The next thing you know, John is in a bunker type of room, in a secret meeting with Frost, a crusty leader named Commander Grayson (played by David Schaal) and the five other members of the operative team tasked with finding Teague. Commander Grayson tells the team that their mission is to transport Teague to an “off the books” airbase then fly him to an “ever so hush-hush” area where “he’ll live out his days in a steel box.”

Two members of this team are the ones who spend the most time with John on the assignment: tough-as-nails Rachael (played by Lainy Boyle) and John’s right-hand man Shapiro (played by Sam Benjamin), who acts as if he wants to be like Tom Cruise’s Ethan Hunt character in the “Mission: Impossible” movies. The members of this team don’t have very distinct personalities from each other because they’re basically written as people who act like programmed robots or characters in a video game, by going into automatic fight mode when the situation calls for it.

It doesn’t take long for the team to capture Teague, but he escapes when the van they’re in is attacked by a mysterious, masked sniper. This sniper is named Jen Quaid (played by Katrina Durden), and she has an agenda that’s different from John’s team: She wants to kill Teague. Her reason for doing so is extremely predictable, as if the movie’s title isn’t enough of a hint.

The rest of the movie then shows John’s team battling with Teague’s group of thugs to re-capture him, while both groups are also trying to fight off Jen, who’s a one-woman army with martial-arts skills and some hidden tricks up her sleeve. Because there’s not much of a plot to this mindless fightfest, “I Am Vengeance: Retaliation” repeatedly shows Teague being captured and then escaping and then being captured. Rinse. Spin. Repeat.

The “I Am Vengeance: Retaliation” costume design by Emily-Rose Yiaxis has to be singled out here as especially unimaginative and (quite frankly) lazy. Everyone in the movie’s fight scenes is dressed head to toe in black, except for Teague’s “trophy girlfriend” fiancée Pearl (played by Jessica-Jane Stafford), who’s decked out in a fur coat and a low-cut red dress to show off her ample cleavage. Not surprisingly, Pearl doesn’t really do much except stand around and observe the action.

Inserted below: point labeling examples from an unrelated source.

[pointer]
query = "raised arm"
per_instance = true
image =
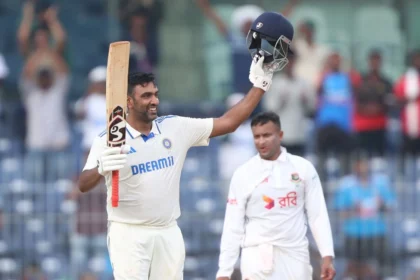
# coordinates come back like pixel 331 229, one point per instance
pixel 24 31
pixel 57 30
pixel 211 14
pixel 233 118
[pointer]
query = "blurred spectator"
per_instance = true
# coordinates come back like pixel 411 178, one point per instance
pixel 311 56
pixel 372 101
pixel 139 55
pixel 293 99
pixel 235 33
pixel 39 23
pixel 242 19
pixel 88 276
pixel 44 87
pixel 90 237
pixel 92 107
pixel 239 143
pixel 141 20
pixel 33 272
pixel 4 70
pixel 407 91
pixel 363 198
pixel 335 110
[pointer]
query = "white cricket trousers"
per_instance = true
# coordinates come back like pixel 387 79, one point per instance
pixel 146 253
pixel 265 263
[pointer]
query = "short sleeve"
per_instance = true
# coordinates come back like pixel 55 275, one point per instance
pixel 95 151
pixel 62 83
pixel 197 131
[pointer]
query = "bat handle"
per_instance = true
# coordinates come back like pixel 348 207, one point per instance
pixel 115 182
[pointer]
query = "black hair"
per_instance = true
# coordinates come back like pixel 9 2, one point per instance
pixel 139 78
pixel 265 117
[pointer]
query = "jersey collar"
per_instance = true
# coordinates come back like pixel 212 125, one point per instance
pixel 132 133
pixel 282 157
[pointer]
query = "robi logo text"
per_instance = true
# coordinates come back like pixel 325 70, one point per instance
pixel 270 202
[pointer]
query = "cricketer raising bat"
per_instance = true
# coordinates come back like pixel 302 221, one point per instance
pixel 116 102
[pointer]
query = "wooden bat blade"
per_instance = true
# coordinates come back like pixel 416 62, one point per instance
pixel 116 102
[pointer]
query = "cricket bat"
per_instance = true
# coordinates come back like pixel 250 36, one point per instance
pixel 116 102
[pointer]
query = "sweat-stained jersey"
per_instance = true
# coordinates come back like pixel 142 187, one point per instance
pixel 271 202
pixel 149 182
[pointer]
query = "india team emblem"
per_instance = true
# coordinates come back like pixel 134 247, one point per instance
pixel 295 178
pixel 167 143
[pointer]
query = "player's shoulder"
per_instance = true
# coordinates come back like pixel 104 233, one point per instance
pixel 299 161
pixel 167 118
pixel 244 168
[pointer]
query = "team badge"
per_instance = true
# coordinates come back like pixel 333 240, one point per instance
pixel 295 177
pixel 167 143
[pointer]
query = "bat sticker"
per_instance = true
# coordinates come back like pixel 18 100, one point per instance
pixel 116 133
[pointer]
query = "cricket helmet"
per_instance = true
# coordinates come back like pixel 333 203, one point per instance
pixel 270 36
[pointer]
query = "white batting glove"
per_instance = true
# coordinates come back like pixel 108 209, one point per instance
pixel 112 159
pixel 257 76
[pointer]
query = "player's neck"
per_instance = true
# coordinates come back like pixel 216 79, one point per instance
pixel 139 125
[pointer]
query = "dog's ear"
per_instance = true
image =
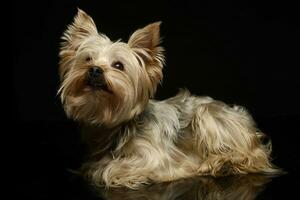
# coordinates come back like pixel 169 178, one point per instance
pixel 145 43
pixel 82 27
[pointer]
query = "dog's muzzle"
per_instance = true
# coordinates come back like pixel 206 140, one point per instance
pixel 95 78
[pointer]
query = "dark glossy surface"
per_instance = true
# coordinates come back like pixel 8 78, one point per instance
pixel 48 152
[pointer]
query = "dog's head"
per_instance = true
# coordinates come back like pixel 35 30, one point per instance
pixel 105 82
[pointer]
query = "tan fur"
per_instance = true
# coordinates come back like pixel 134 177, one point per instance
pixel 245 187
pixel 135 140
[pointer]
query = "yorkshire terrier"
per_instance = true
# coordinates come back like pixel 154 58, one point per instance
pixel 134 140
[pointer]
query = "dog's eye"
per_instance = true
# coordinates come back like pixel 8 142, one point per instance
pixel 87 59
pixel 118 65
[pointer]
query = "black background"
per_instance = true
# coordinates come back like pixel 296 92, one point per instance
pixel 239 52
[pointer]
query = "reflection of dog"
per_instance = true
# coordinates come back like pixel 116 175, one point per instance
pixel 245 187
pixel 108 86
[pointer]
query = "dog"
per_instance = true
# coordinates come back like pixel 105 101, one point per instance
pixel 133 139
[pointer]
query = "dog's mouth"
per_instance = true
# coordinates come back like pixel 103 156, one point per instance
pixel 98 85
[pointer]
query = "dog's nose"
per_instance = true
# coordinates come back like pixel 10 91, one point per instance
pixel 95 72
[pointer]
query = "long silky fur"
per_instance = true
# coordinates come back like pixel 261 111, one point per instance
pixel 135 140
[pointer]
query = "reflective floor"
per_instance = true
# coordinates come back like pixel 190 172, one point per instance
pixel 48 151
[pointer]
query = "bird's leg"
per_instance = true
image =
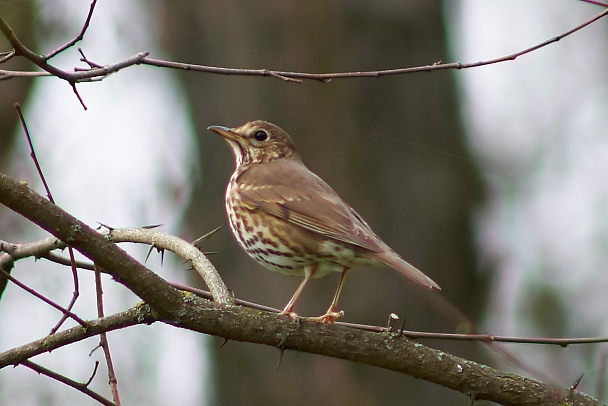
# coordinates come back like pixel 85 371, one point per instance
pixel 332 313
pixel 309 271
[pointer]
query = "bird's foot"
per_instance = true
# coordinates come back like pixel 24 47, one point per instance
pixel 289 312
pixel 329 317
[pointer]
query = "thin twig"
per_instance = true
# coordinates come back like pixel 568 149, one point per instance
pixel 79 386
pixel 43 298
pixel 96 74
pixel 41 249
pixel 78 37
pixel 76 291
pixel 103 339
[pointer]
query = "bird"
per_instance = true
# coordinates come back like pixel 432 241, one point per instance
pixel 292 222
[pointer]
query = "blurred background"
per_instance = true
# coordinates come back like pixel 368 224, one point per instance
pixel 491 180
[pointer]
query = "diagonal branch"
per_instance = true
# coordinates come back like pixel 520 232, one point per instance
pixel 81 387
pixel 385 350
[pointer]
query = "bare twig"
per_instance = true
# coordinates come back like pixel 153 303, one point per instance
pixel 76 291
pixel 182 248
pixel 95 74
pixel 42 248
pixel 43 298
pixel 79 386
pixel 103 339
pixel 78 37
pixel 379 349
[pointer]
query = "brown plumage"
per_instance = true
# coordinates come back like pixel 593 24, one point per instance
pixel 290 221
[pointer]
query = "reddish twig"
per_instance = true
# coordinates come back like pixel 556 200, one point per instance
pixel 95 74
pixel 49 195
pixel 43 298
pixel 103 338
pixel 79 386
pixel 78 37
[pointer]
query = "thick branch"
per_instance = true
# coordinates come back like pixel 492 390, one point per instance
pixel 384 350
pixel 143 282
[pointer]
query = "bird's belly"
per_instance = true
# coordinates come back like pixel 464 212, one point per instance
pixel 283 247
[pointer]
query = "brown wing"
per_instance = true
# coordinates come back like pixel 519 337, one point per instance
pixel 288 190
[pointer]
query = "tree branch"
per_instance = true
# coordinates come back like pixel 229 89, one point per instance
pixel 384 350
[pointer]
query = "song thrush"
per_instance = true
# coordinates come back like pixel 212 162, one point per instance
pixel 290 221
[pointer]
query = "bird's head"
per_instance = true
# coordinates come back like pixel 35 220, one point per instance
pixel 256 142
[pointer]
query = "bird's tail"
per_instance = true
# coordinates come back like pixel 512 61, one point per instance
pixel 410 271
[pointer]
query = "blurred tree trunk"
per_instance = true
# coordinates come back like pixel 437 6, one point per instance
pixel 392 147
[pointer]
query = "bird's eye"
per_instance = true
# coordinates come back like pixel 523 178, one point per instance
pixel 260 135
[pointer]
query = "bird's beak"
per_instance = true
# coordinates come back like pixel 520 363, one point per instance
pixel 224 132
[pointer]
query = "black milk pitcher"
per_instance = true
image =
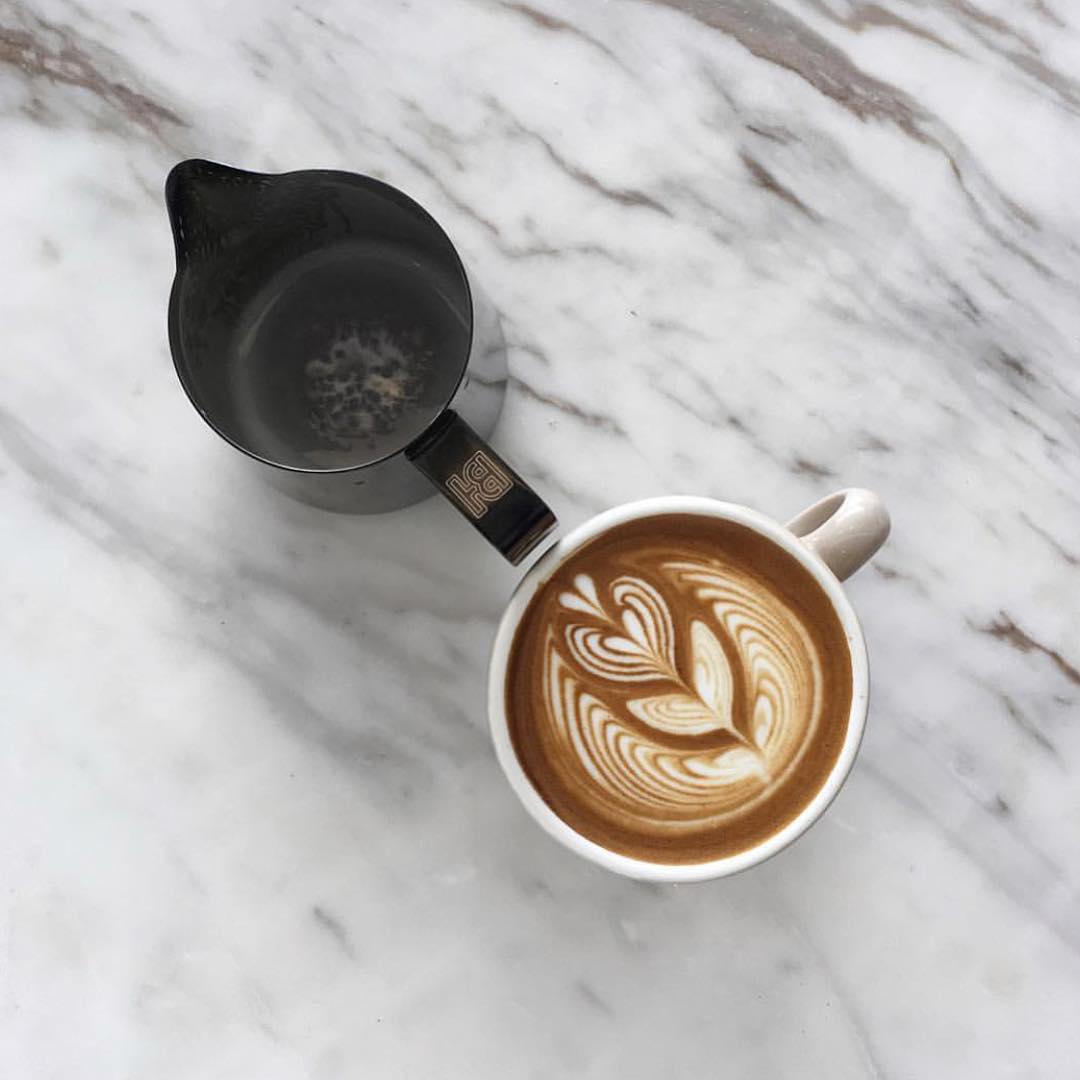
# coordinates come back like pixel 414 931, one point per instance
pixel 323 323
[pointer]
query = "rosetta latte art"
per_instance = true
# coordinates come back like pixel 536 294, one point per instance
pixel 631 637
pixel 680 703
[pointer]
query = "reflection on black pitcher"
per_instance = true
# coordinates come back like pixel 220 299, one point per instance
pixel 323 323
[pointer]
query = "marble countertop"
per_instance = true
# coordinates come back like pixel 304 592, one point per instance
pixel 253 825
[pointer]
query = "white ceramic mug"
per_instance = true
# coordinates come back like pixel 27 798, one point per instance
pixel 832 539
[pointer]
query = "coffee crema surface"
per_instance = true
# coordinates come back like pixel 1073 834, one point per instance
pixel 678 689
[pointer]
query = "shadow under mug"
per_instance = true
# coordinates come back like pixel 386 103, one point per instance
pixel 304 262
pixel 832 539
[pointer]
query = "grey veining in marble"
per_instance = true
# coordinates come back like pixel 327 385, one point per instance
pixel 252 821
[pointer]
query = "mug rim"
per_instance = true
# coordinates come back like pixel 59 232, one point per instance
pixel 541 571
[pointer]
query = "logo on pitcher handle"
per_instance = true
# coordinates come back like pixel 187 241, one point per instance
pixel 478 484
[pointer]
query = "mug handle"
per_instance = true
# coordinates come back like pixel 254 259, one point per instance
pixel 844 529
pixel 489 495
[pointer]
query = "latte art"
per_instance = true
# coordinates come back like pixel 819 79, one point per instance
pixel 678 689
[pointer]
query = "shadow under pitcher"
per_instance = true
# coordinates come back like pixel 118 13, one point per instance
pixel 323 323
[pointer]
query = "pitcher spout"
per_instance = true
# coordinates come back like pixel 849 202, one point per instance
pixel 211 206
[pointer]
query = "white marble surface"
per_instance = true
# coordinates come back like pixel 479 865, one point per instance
pixel 253 826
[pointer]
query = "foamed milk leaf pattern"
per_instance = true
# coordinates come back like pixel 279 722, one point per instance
pixel 679 756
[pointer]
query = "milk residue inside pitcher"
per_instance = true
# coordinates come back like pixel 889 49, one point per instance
pixel 340 358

Wouldn’t want to mess up that fur coat.

One of the funniest things about “I Am Vengeance: Retaliation” is it repeatedly does what bad action movies do: When someone is captured or has a gun to their head, instead of being killed right away (which is what would probably happen in real life), the captor spends a lot of time talking while holding the gun (or knife or grenade or whatever weapon is used) to someone’s head/neck/whatever, thereby leaving enough time to be caught off guard and overtaken. It happens so many times in this movie that as soon as someone with a weapon pauses to talk in the middle of a physical fight, it’s almost a guarantee that the motormouth is going to be ambushed.

John is apparently a legendary mercenary because even some of Teague’s thugs are slightly in awe of him. When one of Teague’s henchmen named Renner (played by Bentley Kalu) holds a knife to John’s neck and is about to kill him, Renner drags out the moment by striking up a conversation with John. When one of his cohorts admonishes Renner for taking his time to kill John, Renner says, “Don’t rush me. I’m killing a hero here.” Renner then asks John, “Any last words?” John’s reply: “Prepare to be deeply embarrassed.”

It goes without saying that the movie’s terrible dialogue can make watching this dreck somewhat bearable if people can laugh at how bad it is. In one scene where Rachael wishes John good luck when he temporarily goes off on his own to find Teague, she says to him, “Don’t get killed and stuff.” In another scene when John and Teague have an inevitable one-on-one showdown, Teague says to John: “You’re like herpes. I can’t get rid of you.”

There is no cure for herpes, but there’s a cure for anyone who experiences this stupid junk pile of an action film: Watch a “Mission: Impossible” movie instead.

Saban Films released “I Am Vengeance: Retaliation” on digital and VOD on June 19, 2020.